Crysania biß sich auf die Lippen. »Ich akzeptiere meine Zurechtweisung. Sie war verdient.« Sie schwieg einen Augenblick. Auch Raistlin war nicht zum Sprechen geneigt; die Linien in seinem Gesicht vertieften sich.

»Du hast Caramon gesagt, daß die Götter mit uns seien. Dann hast du also mit meinem Gott geredet... mit Paladin?« wagte Crysania zu fragen.

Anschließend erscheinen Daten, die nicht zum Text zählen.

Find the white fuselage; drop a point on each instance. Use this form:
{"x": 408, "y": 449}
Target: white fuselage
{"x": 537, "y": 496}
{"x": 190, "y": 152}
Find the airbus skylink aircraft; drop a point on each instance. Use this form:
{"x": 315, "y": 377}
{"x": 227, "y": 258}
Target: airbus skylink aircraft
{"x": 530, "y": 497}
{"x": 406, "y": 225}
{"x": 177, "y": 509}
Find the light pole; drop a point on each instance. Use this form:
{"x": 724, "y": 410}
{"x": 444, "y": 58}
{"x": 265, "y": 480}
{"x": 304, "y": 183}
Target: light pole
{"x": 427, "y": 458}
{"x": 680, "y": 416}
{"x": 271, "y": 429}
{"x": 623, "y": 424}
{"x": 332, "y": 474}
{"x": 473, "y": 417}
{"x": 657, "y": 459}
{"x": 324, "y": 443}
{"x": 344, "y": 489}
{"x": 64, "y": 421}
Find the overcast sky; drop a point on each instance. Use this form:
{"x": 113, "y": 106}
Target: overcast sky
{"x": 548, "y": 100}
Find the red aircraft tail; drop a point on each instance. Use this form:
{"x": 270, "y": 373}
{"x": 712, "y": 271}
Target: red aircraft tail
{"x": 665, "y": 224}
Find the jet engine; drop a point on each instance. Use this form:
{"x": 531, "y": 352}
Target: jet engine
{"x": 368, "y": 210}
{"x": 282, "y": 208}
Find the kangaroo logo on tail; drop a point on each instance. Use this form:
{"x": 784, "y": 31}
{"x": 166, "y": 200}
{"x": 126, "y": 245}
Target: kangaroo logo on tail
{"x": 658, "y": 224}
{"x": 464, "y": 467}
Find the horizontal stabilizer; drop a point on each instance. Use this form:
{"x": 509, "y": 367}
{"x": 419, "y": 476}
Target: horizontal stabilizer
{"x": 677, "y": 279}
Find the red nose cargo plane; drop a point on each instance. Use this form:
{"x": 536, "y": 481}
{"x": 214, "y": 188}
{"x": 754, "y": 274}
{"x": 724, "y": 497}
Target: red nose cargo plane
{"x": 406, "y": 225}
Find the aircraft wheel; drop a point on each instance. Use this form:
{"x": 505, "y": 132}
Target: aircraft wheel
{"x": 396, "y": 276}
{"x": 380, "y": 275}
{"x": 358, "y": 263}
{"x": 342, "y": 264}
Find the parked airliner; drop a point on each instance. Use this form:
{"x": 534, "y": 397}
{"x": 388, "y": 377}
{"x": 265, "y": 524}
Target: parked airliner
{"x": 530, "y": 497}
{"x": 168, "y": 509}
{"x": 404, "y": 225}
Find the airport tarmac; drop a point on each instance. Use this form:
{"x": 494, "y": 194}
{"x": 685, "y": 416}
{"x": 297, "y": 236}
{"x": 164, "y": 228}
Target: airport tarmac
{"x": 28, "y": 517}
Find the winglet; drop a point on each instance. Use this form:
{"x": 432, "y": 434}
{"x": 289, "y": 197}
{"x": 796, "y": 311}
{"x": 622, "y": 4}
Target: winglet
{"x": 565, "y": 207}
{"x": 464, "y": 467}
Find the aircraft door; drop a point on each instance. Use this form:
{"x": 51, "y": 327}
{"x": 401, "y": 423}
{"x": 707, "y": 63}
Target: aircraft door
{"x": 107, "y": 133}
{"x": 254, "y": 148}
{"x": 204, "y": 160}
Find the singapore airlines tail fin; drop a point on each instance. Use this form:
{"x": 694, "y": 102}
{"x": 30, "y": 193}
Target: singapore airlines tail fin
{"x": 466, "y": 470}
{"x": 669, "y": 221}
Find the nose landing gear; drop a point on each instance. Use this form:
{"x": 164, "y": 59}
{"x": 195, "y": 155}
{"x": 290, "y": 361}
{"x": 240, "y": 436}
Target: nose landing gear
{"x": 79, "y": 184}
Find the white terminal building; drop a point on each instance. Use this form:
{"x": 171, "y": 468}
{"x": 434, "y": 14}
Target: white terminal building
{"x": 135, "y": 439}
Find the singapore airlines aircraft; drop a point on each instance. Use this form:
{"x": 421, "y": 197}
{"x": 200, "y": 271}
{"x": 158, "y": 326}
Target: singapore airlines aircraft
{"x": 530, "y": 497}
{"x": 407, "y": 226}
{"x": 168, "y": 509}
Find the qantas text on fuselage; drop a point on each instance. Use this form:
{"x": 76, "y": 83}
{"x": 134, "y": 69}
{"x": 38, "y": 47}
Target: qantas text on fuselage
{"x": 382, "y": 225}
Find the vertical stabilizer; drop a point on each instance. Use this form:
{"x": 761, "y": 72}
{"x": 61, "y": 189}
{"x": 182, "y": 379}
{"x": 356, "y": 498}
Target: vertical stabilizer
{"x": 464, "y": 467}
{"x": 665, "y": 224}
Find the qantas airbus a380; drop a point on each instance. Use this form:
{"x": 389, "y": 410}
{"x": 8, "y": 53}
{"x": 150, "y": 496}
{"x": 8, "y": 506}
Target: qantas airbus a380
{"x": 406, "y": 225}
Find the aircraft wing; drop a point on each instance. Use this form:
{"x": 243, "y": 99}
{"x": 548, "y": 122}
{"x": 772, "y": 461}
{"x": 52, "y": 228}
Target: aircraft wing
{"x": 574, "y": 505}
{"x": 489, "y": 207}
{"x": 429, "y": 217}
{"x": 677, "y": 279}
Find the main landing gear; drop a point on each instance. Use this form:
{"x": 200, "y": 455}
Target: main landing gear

»Natürlich.« Raistlin lächelte sein verzerrtes Lächeln. »Überrascht dich das?«

Crysania seufzte. Sie ließ den Kopf sinken. Das schwache Mondlicht ließ ihr schwarzes Haar in einem sanften blauen Glanz, ihre Haut in reinstem Weiß erstrahlen. Ihr Duft erfüllte den Raum, erfüllte die Nacht. Sie spürte eine Berührung an ihrem Haar. Als sie den Kopf hob, sah sie Raistlins Augen vor Leidenschaft brennen. Sie hielt den Atem an, aber in diesem Augenblick erhob sich Raistlin.

Crysania seufzte. »Du hast also mit beiden Göttern geredet?« fragte sie sehnsüchtig.

»Ich habe mit allen dreien geredet«, erwiderte Raistlin.